# Bear Got His CGN!



## TorachiKatashi (Sep 29, 2010)

I didn't want to mention it until after the test just in case things didn't go well, but I should have had more faith in him!

Last Saturday and Sunday we did a CGN workshop. He had issues with the Appearance & Grooming (didn't like being brushed, growled and jumped away) Reaction to a Passing Dog (wanted to go sniff the other dog,) and of course with the Supervised Isolation (cried the entire three minutes.)

We worked hard on it the whole week, and he did great! He had no problem with the brushing at all. He did try to sniff the passing dog, but he came right back and sat at my side when I called him. And he didn't make a single peep during the Isolation, was totally relaxed. The judge couldn't get over how big a difference it was from last week.

I was trying to go into this with the mindset of, "Who cares if we pass, we're just doing it for fun for my retired old fella," but man does it feel good.

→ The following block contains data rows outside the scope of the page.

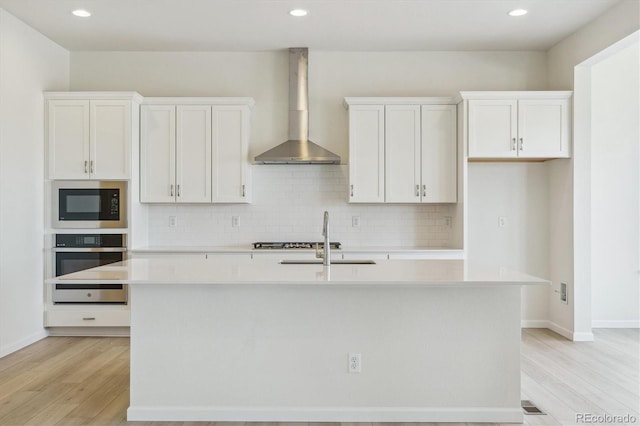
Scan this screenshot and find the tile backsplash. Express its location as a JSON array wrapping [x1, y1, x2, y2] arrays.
[[148, 165, 454, 248]]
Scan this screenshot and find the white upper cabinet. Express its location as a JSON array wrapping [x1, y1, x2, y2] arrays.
[[140, 105, 176, 203], [385, 105, 421, 203], [420, 105, 458, 203], [462, 92, 571, 160], [45, 92, 140, 180], [349, 105, 385, 203], [175, 105, 211, 203], [140, 98, 253, 203], [212, 105, 250, 203], [345, 98, 458, 203]]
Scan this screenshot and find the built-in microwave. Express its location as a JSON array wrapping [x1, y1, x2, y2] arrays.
[[52, 181, 127, 228]]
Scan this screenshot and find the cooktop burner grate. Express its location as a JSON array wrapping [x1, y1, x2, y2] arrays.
[[253, 241, 341, 250]]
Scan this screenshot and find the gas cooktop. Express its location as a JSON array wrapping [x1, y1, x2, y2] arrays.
[[253, 241, 341, 250]]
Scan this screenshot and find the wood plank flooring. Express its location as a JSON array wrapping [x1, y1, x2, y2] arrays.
[[0, 329, 640, 426]]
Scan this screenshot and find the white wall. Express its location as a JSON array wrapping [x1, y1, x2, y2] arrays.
[[71, 50, 547, 320], [71, 50, 547, 163], [467, 163, 550, 327], [591, 40, 640, 327], [547, 0, 640, 340], [0, 9, 69, 357]]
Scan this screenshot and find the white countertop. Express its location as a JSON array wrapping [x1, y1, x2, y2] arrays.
[[47, 256, 550, 286], [129, 246, 464, 259]]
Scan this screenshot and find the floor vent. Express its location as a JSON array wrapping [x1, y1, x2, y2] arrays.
[[520, 399, 546, 416]]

Now I just have to get Mozart ready to take the test in February!


----------



## Salina (Sep 2, 2012)

congratulations!!! 

i'm working towards it too...


----------



## luv2byte (Oct 21, 2009)

I totally understand the pride & excitement, way to go!


----------



## Sibe (Nov 21, 2010)

Congrats!!!


----------



## Losech (Apr 5, 2011)

Awesome! My Shiba just passed the CGC the other day. It's really been a lot of work for us, he was a huge project and still kinda is in a couple areas, so him earning the CGC is a really huge milestone in his progress.


----------



## Abbylynn (Jul 7, 2011)

Congratulations!


----------